Italian post-punk band

The Spoiled is an Italian musical project founded by Giovanni Santolla in Sammichele di Bari in 2016. Keyboardist Toto Ronzulli joined the band in 2026. Their music combines post-punk, shoegaze, and indie rock.

== History ==
Initially started as a studio project, The Spoiled released its debut EP Ironshell on January 13, 2016 and a video for the single Wish House.

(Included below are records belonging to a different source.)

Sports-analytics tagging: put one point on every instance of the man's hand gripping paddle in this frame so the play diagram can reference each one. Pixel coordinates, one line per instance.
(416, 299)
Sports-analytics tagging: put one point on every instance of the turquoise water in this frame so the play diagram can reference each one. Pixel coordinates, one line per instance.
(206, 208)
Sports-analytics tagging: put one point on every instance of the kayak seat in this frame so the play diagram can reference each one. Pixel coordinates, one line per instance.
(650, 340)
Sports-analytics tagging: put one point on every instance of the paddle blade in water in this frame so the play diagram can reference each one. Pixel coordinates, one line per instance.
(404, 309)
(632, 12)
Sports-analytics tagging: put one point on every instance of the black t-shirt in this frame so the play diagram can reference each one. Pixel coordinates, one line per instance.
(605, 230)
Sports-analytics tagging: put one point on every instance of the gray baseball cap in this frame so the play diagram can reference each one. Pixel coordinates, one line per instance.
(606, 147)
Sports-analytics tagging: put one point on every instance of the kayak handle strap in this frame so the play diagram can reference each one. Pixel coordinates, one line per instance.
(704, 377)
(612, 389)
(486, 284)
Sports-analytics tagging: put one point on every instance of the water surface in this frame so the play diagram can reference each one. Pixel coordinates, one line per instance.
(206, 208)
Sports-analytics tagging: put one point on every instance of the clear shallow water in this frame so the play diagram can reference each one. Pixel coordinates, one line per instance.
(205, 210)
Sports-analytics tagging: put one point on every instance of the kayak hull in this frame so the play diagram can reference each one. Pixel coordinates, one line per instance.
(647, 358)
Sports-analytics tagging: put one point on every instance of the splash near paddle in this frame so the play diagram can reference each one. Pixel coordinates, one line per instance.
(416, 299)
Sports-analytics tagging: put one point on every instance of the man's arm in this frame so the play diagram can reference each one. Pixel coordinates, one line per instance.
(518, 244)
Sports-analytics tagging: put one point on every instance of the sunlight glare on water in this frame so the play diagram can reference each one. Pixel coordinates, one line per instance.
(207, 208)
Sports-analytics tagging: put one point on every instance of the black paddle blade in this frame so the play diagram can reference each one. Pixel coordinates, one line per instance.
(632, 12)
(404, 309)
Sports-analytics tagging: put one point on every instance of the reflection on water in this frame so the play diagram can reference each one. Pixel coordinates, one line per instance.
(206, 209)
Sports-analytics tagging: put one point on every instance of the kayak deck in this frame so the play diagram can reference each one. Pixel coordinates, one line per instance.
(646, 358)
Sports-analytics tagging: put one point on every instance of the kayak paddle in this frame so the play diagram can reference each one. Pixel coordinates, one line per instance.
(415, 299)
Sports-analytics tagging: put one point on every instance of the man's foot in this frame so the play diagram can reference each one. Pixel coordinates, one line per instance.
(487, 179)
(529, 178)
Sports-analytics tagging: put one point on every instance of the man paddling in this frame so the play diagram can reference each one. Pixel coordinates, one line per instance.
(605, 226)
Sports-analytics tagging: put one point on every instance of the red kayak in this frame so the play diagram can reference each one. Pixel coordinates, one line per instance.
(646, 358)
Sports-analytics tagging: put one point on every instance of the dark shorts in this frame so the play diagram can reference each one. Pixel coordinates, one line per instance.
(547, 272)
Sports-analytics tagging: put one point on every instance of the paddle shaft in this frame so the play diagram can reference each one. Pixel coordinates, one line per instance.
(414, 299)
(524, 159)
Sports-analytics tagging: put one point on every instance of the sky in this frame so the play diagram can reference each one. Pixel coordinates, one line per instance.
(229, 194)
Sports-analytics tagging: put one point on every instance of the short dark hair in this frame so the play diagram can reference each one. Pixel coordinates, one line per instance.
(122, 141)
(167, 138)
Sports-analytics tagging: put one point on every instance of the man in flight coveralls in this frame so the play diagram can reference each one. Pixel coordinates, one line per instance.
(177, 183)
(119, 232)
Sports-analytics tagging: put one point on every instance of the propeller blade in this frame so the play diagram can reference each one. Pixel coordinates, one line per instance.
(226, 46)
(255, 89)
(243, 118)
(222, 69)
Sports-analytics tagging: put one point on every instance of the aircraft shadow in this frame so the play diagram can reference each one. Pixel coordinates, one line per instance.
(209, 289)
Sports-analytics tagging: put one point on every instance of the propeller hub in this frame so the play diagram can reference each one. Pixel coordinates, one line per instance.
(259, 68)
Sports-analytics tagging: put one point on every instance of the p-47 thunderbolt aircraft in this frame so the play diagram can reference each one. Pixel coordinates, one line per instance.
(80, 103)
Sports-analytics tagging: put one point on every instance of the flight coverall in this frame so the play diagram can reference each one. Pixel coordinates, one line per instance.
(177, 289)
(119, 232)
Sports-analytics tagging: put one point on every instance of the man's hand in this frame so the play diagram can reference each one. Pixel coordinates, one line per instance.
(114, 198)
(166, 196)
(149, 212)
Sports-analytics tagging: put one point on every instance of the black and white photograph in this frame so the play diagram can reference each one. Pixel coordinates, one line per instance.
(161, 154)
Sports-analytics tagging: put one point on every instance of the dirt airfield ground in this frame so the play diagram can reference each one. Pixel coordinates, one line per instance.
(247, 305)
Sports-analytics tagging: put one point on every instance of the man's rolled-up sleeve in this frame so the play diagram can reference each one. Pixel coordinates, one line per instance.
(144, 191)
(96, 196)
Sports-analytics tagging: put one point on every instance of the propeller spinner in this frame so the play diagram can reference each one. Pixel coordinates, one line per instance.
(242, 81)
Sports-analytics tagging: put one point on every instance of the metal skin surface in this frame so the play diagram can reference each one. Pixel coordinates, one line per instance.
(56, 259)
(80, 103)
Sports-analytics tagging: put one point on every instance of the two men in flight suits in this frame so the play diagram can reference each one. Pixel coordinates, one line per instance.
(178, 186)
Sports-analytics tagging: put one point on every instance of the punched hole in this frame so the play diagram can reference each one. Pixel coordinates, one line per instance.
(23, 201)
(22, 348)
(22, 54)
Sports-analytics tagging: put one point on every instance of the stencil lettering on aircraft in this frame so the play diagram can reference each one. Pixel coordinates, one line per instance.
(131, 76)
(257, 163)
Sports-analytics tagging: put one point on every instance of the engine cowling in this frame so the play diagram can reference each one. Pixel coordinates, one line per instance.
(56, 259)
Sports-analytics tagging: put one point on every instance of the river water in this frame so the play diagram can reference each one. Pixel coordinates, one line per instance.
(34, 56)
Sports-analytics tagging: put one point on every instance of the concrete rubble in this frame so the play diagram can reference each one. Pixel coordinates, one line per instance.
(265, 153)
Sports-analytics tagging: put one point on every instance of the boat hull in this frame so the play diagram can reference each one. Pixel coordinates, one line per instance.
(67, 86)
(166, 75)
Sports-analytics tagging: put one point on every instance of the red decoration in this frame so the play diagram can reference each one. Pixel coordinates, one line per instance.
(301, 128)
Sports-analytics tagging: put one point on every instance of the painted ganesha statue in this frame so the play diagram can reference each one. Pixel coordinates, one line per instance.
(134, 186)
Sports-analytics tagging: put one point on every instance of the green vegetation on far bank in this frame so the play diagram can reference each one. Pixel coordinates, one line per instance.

Their full length Parasite came out on June 22, 2016 via Manic Depression Records.

After going on hiatus for 8 years, in late 2024, the project self-released the debut EP Time, followed in 2025 by the full-length Living Ghosts, anticipated by the singles The Day You Die and Ravenous.

Following the album’s release, The Spoiled collaborated with international acts including Darkways, Corlyx, Ash Code, This Eternal Decay, Chaos International, and Hinfort, while maintaining a dense touring schedule across Europe and sharing the stage with artists such as Traitrs, Hinfort, Darkways, and Ductape.

The new album When It Rains, has been released via Avant! Records on April 17, 2026.

After a year of booking their own shows, in spring 2026 The Spoiled joined the roster of Swamp Booking and embarked on a Northern European tour supporting Nuovo Testamento.

==Official members==
- Giovanni Santolla - vocals, guitar, bass, bass vi, synth, programming, percussions (2016, 2024–present)
- Toto Ronzulli - synth, keyboards, programming (2026–present)

== Discography ==
===Studio albums===
- Parasite (Manic Depression Records, 2016)
- Living Ghosts (Swiss Dark Nights, 2025)
- When It Rains (Avant! Records, 2026)

===EPs===
- Ironshell (Manic Depression Records, 2016)
- Time (Manic Depression Records, 2024)

===Singles===
- Love Is Pain (self-released, 2024)
- The Day You Die (self-released, 2024)
- Ravenous (Swiss Dark Nights, 2025)
- When It Rains (Avant! Records, 2026)
- Sad Eyes, Angry Eyes (Avant! Records, 2026)
- Not My Cure (Avant! Records, 2026)

===Videos===
- "Wish House" (2016 - original version; 2024 - fixed version)
- "Hole In A Chest" (2024)
- "Ravenous (feat. Corlyx)" (2025)
- "Delusional (Porcelain Dancer Remix)" (2026)
- "When It Rains" (2026)
- "Sad Eyes, Angry Eyes" (2026)
- "Not My Cure" (2026)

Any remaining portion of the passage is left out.